Don't fool your users

Today, I finally got into reading the series on anticracking I mentioned in my previous post. In one of the articles, I found this suggestion on what to do if you detect that your program is being cracked†:

Instead of crashing the program, you should wait several days and then change the way the program reacts. For example, in a graphical program when the user of illegal version picks green colour, the program will draw with blue colour.

The intention of this is clear: discrediting the cracker. If he doesn’t notice this additional protection layer and ships his (unfinished) crack, his credit among the cracker community will be degraded.

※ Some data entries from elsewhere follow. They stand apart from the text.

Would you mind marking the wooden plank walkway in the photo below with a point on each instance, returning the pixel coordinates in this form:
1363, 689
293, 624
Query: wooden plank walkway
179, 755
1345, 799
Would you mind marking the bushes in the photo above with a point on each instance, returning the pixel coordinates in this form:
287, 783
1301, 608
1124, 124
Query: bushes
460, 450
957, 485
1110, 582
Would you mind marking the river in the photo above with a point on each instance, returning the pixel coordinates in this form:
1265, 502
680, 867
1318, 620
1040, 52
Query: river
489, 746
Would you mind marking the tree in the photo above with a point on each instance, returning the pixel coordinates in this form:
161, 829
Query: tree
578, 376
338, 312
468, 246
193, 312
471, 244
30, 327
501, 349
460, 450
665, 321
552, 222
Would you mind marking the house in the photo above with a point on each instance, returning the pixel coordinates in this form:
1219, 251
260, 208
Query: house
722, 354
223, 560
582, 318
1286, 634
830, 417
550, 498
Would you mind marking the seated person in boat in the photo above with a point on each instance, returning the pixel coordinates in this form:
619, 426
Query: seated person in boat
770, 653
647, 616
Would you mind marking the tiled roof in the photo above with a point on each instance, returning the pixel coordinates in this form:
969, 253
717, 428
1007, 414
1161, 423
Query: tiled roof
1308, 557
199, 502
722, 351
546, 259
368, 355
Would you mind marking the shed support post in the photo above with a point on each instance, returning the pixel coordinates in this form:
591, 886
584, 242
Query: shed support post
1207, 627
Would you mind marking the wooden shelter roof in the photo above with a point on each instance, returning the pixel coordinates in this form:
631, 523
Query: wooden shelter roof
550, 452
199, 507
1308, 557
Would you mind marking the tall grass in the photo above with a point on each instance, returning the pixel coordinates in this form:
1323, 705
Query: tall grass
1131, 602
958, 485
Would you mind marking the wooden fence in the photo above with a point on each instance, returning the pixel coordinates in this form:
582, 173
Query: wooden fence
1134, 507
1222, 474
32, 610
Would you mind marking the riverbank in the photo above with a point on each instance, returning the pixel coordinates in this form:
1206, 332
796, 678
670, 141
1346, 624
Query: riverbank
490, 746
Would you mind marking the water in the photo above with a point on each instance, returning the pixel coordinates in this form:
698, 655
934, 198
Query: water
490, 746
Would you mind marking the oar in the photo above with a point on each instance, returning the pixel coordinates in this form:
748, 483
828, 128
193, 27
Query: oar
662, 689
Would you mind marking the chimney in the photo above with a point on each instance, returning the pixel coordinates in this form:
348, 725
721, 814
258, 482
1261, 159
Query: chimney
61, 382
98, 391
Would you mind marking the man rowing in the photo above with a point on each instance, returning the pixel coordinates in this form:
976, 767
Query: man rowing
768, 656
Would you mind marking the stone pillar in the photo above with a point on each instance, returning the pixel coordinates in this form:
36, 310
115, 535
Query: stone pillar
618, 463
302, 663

In reality, though, the one with degraded credit will be you. “Do not use the X program. It’s full of bugs and works in an unpredictable way.”

People do not usually associate bugs in programs with unfinished cracks. If a program works just fine after it was cracked, people tend to forget that the program was ever cracked. All errors that show up after a certain period of time will be automatically associated with you.

If you want to include delayed checks in your protection, make sure they behave in a direct way. You detected that your program is partially cracked? Show a message box‡. Display a message on the application title bar. Inform your users. Do not let them make false assumptions about your program.

There are many ways how to detect this – a checksum doesn’t match, the registration verification procedure returned true even though the code supplyed was intentionally not valid, etc.

Of course, do not forget to hide the message in the code appropriately. You don’t want to bring the attention to this code, do you?